La raccolta ‘Elleboro’ di Guglielmo Aprile si presenta come un testo interessante, dal lessico ricco e variegato, che alterna lo slang della quotidianità odierna a echi linguistici di un passato delle origini magno-greche: in questo, senza dubbio, si percepisce un elemento di forza non indifferente, che va ad aggiungersi ad una buona alternanza tra ironia e nichilismo, segno della maturità raggiunta.

Nonostante un certo pessimismo di fondo appesantisca forse il testo in taluni momenti, la divisione delle ‘stanze letterarie’ risulta funzionale alla lettura e spalanca una visuale disincantata sulla realtà, ora palese ora ricostruita nella mente, che assume sfumature di sogno e incubo (talvolta crudeli, ma mai slegate dal contesto). Gli ambienti sono ben costruiti e proiettano il lettore nella dimensione voluta, sempre abitata, fatta di echi e silenzi.

Di particolare pregio alcuni componimenti, come Dogana e Non si parla degli assenti: quest’ultimo, diviso in tre atti, riassume bene il dialogo perenne tra l’uomo e le forze naturali, fatto di domande ataviche a cui non c’è risposta.

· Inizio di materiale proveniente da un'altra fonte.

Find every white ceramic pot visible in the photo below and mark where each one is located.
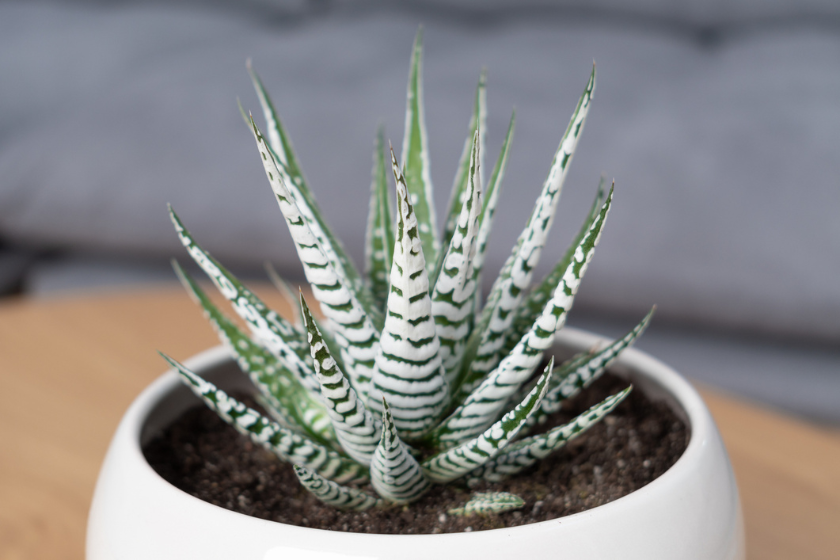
[87,328,745,560]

All’uomo e al suo sentire, dunque, l’ardua sentenza.

     

      

Dogana 

     

S’invecchia male 

anche nelle case meglio arredate; 

dopo il gioco a chi indovinava prima 

le imitazioni dei vari animali

e la visita al museo delle spezie, 

uno alla volta 

tutti ci arrenderemo a una diversa onda 

e dovremo non perdere la calma 

di fronte alla sua confessione, 

la compagna dell’ultimo giro di ballo 

ci chiamerà da parte, 

avrà qualcosa di importante da dirci: 

svuotiamo le tasche di carte inutili, 

non si arriva all’alba senza una buona scorta, 

e preghiere, e oppio da scambiare 

con la gente delle paludi.  

*

 

Non si parla degli assenti 

       

    

L’oceano domanda ad ognuno 

cosa per lui significhi essere vivo, 

per tutti la risposta 

è uno sgabello con un piede di meno 

o una parola detta a metà sbadigliando. 

Uno alla volta entriamo nella stanza 

senza sapere a farci cosa; poi 

la collina ci inghiotte 

nella sua ombra.  

    

(…)

 ad uno ad uno gli orologi pubblici 

con polso sempre più fioco misurano 

l’ozioso girotondo dell’oceano, 

i ganci perdono presa nei muri,

la trave portante è marcia per l’umido, 

l’argano va sfilandosi dai perni; 

la storia dell’uomo che leccava i citofoni 

ha fatto il giro del quartiere, 

domani il cielo apparirà una lastra 

di un muco bianco impossibile a sciogliersi.